An Introduction to Teacher Retirement Benefits
Like most other state and local government employees, teachers participate primarily in defined benefit pension plans whose benefits are based on final average salaries and length of service. Such pensions have been replaced in many private sector firms by defined contribution pensions. A number of questions have arisen about the feasibility and desirability of continuing to rely on defined benefit pensions for teachers. These include (1) whether teacher pension plans are adequately financed to fulfill the commitments made to plan participants; (2) whether current pension plans are both fair to short-term and long-term teachers; and (3) whether these plans contribute to teacher shortages by encouraging early retirements and discouraging people from moving to schools where their skills and knowledge are most needed.

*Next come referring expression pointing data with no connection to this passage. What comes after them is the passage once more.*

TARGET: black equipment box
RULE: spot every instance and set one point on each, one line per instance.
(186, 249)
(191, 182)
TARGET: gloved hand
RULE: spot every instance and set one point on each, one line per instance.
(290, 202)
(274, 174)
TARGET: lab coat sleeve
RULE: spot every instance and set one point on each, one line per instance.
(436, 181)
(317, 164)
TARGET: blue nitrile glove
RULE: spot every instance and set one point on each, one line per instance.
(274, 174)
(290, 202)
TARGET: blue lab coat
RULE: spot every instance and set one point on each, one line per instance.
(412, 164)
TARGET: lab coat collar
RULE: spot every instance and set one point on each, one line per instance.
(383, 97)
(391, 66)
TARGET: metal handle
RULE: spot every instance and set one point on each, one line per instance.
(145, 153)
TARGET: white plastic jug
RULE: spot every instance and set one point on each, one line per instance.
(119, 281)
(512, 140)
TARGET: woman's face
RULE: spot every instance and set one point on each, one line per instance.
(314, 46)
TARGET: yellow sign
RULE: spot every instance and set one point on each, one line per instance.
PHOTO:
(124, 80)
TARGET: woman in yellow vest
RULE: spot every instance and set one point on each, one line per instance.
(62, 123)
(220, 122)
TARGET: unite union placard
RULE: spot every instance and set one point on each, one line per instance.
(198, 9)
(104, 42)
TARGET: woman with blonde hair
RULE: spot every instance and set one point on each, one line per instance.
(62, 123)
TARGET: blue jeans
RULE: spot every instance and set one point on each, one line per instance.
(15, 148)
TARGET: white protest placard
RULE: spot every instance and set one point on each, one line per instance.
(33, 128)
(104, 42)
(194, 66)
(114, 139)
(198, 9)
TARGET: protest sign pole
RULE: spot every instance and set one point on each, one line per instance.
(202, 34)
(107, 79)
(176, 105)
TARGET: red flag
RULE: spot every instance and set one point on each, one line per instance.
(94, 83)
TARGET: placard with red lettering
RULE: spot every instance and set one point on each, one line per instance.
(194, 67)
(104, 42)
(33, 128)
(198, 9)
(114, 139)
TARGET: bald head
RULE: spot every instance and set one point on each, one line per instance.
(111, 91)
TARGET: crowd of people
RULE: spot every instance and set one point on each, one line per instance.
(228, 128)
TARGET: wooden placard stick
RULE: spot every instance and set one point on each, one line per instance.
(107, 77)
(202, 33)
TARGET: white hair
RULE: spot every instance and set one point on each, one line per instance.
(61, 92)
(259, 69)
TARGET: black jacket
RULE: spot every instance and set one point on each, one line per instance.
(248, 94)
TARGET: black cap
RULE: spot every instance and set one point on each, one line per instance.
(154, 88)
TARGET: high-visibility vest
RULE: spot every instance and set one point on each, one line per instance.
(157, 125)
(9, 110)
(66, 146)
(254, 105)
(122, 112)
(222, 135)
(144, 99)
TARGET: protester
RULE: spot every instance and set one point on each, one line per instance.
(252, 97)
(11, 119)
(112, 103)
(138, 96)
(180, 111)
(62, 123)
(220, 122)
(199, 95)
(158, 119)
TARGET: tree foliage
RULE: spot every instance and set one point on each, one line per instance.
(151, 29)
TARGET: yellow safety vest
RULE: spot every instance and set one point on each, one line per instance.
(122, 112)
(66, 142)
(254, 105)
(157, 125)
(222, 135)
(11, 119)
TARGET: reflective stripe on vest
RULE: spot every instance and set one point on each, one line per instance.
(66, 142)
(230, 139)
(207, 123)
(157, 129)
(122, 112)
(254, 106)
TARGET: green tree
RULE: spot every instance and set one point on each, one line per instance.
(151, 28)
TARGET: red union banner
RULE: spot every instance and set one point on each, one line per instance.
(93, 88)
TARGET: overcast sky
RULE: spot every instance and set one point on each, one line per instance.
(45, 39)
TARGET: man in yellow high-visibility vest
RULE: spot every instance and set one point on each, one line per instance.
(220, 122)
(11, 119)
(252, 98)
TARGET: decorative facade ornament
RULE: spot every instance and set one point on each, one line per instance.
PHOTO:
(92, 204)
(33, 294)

This paper (1) presents basic information on teacher retirement plans; (2) discusses differences in the legal and economic context for public and private sector pensions that are important considerations in plan design; and (3) introduces issues related to financial sustainability, teacher mobility, and teacher shortages. The paper also provides an overview of key differences between defined benefit and defined contribution plans. It highlights the fact that the boundaries between various types of pensions are porous, and plans can be designed to include a variety of features depending on the objectives being sought. The paper also discusses one form of defined benefit pension, the cash balance plan, that has features normally found in both defined benefit and defined contribution programs. Cash balance plans have replaced some traditional defined benefit plans in private firms but have received almost no attention in the public sector.